Plant diseases cause significant economic losses and food security in agriculture each year, with the critical path to reducing losses being accurate identification and timely diagnosis of plant diseases. Currently, deep neural networks have been extensively applied in plant disease identification, but such approaches still suffer from low identification accuracy and numerous parameters. Hence, this paper proposes a model combining channel attention and channel pruning called CACPNET, suitable for disease identification of common species. The channel attention mechanism adopts a local cross-channel strategy without dimensionality reduction, which is inserted into a ResNet-18-based model that combines global average pooling with global max pooling to effectively improve the features' extracting ability of plant leaf diseases. Based on the model's optimum feature extraction condition, unimportant channels are removed to reduce the model's parameters and complexity via the L1-norm channel weight and local compression ratio. The accuracy of CACPNET on the public dataset PlantVillage reaches 99.7% and achieves 97.7% on the local peanut leaf disease dataset.
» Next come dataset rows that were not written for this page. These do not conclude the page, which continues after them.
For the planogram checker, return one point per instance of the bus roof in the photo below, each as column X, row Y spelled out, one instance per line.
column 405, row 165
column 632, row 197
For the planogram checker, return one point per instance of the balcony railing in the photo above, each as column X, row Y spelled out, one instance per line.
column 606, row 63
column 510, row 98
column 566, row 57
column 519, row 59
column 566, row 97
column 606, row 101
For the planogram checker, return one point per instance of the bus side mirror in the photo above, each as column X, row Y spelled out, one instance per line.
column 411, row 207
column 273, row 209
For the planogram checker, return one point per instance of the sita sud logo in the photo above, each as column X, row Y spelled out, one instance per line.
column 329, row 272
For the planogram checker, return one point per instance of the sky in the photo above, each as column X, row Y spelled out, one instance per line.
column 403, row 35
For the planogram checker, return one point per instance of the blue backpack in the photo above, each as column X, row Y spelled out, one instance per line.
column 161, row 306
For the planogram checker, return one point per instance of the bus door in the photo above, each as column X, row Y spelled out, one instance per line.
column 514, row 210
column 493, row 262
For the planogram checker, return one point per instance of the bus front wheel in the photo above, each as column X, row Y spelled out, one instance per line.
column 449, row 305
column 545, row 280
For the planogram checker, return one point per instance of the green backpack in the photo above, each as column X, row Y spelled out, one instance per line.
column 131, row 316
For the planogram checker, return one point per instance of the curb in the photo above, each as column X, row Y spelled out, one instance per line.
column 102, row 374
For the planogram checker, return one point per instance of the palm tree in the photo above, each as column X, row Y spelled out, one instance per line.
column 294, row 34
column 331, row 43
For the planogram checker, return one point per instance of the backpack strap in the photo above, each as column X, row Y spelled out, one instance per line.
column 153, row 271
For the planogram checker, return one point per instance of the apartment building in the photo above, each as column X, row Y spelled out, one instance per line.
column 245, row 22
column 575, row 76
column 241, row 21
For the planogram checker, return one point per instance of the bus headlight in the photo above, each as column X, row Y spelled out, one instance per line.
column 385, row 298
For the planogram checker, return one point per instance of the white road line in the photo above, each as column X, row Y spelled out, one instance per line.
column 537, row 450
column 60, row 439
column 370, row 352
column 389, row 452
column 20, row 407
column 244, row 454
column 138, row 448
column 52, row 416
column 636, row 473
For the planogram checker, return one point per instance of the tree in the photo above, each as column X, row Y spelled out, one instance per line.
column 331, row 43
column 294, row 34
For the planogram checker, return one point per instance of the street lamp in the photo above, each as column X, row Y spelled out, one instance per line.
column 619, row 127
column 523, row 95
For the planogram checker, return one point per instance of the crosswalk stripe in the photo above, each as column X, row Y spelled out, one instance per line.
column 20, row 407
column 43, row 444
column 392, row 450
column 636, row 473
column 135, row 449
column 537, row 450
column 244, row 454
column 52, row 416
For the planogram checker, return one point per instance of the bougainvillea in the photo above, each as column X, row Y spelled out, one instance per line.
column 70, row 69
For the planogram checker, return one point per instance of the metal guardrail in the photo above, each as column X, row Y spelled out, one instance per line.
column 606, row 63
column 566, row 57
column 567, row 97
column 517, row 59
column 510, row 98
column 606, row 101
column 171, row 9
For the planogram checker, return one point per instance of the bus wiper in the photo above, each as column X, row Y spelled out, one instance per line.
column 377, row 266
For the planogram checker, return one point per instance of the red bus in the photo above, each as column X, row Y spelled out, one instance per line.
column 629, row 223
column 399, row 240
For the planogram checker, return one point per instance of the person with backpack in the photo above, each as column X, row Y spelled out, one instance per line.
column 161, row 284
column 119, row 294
Compared with the base ResNet-18 model, the floating point operations (FLOPs) decreased by 30.35%, the parameters by 57.97%, the model size by 57.85%, and the GPU RAM requirements by 8.3%. Additionally, CACPNET outperforms current models considering inference time and throughput, reaching 22.8 ms/frame and 75.5 frames/s, respectively. The results outline that CACPNET is appealing for deployment on edge devices to improve the efficiency of precision agriculture in plant disease detection.